Back then, when you bought a bottle of pop, the pop was yours to drink — but you had to give back the bottle because you were merely renting it. After all, you had to pay a 2-cent deposit on it, for crying out loud, and not taking it back for a refund could seriously affect the budget.

So everyone always returned their pop bottles to get their two-cents back because two-cents in the fifties would buy enough gas to get you to Canada from anywhere in the United States.

The only people who drank out of a can were beer drinkers. But beer cans were worthless so beer drinkers didn’t worry about getting their deposit back. They would simply chuck the empties out of the window of whatever speeding vehicle they happened to be drunkenly swerving down the highway in.

Today, we would consider this drunk driving but in those days we simply considered it littering. And in the 1950’s, littering was America’s favorite pastime — as much a way of life as Polio, onesie gym clothes, and radio-active cleansing cream.

But whether you were drinking out of a bottle or drinking out of a can, you would have died of thirst in the 1950’s if you didn’t have one of these.

It was a combination bottle/can opener, and it was a wonderful little gadget. One end would pry off the caps of Debby and Bobby’s pop bottles while the other end would puncture a hole in Mom and Dad’s beer cans. (The only thing this can opener wouldn’t do is open a bottle of wine, but this wasn’t a problem because in the 50’s only Europeans drank wine.)

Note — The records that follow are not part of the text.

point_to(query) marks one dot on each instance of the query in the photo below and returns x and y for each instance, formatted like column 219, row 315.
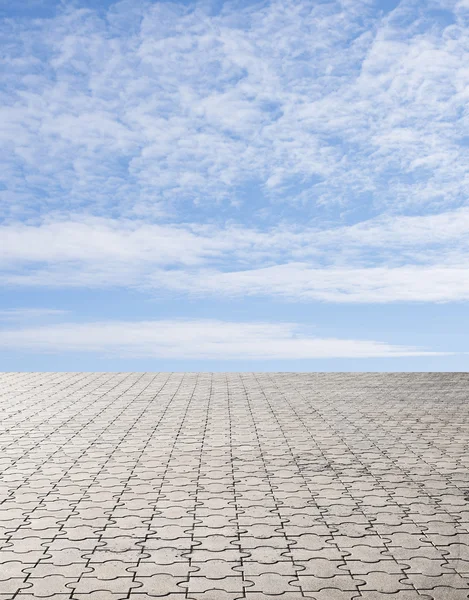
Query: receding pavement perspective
column 225, row 486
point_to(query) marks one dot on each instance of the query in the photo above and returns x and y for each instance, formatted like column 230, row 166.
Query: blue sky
column 234, row 186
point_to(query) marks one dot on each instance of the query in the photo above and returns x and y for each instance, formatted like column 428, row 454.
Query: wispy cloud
column 196, row 339
column 149, row 108
column 381, row 260
column 30, row 314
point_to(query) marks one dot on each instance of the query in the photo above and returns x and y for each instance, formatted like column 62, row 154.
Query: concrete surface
column 225, row 486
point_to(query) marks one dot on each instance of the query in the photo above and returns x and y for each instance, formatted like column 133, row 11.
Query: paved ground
column 217, row 487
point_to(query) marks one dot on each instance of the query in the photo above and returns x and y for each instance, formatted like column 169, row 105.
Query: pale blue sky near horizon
column 222, row 186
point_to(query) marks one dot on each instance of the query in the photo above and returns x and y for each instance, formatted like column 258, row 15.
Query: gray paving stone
column 234, row 486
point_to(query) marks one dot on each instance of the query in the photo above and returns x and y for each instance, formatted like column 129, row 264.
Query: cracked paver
column 234, row 486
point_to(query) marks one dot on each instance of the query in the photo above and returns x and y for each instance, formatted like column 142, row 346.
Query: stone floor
column 226, row 486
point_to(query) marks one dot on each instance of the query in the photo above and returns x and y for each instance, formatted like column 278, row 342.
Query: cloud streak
column 403, row 259
column 196, row 339
column 147, row 109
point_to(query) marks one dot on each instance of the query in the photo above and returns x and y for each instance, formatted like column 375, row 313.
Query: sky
column 234, row 186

I think it’s fair to say that the bottle opener was as much a part of the foundation upon which the togetherness of the fifties family was built as smearing butch wax on crew cuts, stenciling on eyebrows or hiding under desks together to survive atomic blasts.

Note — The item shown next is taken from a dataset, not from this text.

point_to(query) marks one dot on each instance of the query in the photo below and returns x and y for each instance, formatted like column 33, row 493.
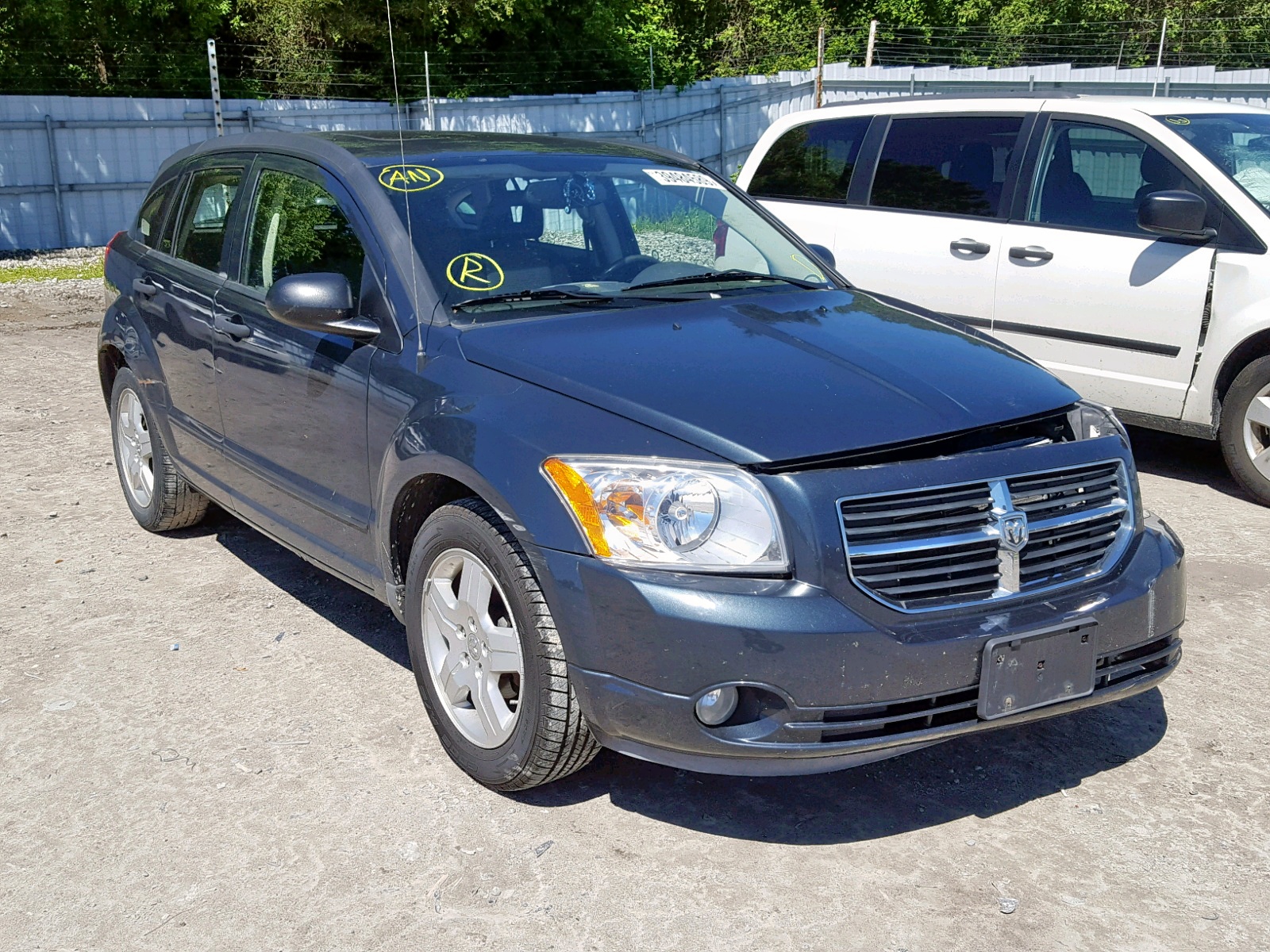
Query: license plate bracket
column 1038, row 668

I remember my grandparents only drank Pepsi which they always referred to as Peps. Pepsi was for those who think young. Not only did my grandparents think young, they were young. When I was five, my grandmother was only 44. (Back then people started families way younger so they could get it out of the way quicker and have more time to drink Peps.)

Now let’s say you only drank half the Peps in that rented bottle of yours. What would you do? Well, instead of pouring it down the drain, you would save the remainder of the Peps by utilizing another ingenious type of gadget that people just referred to as that bottle thingy.

That bottle “thingy” I’m referring to was a rubber gasket that went into the top of the bottle to seal in the carbonation as well as that delicious Peps refreshing flavor. After all, you spent a whole dime for that bottle of Pepsi, and you wouldn’t want it to go to waste.

Not if you were ever going to afford that trip to Canada!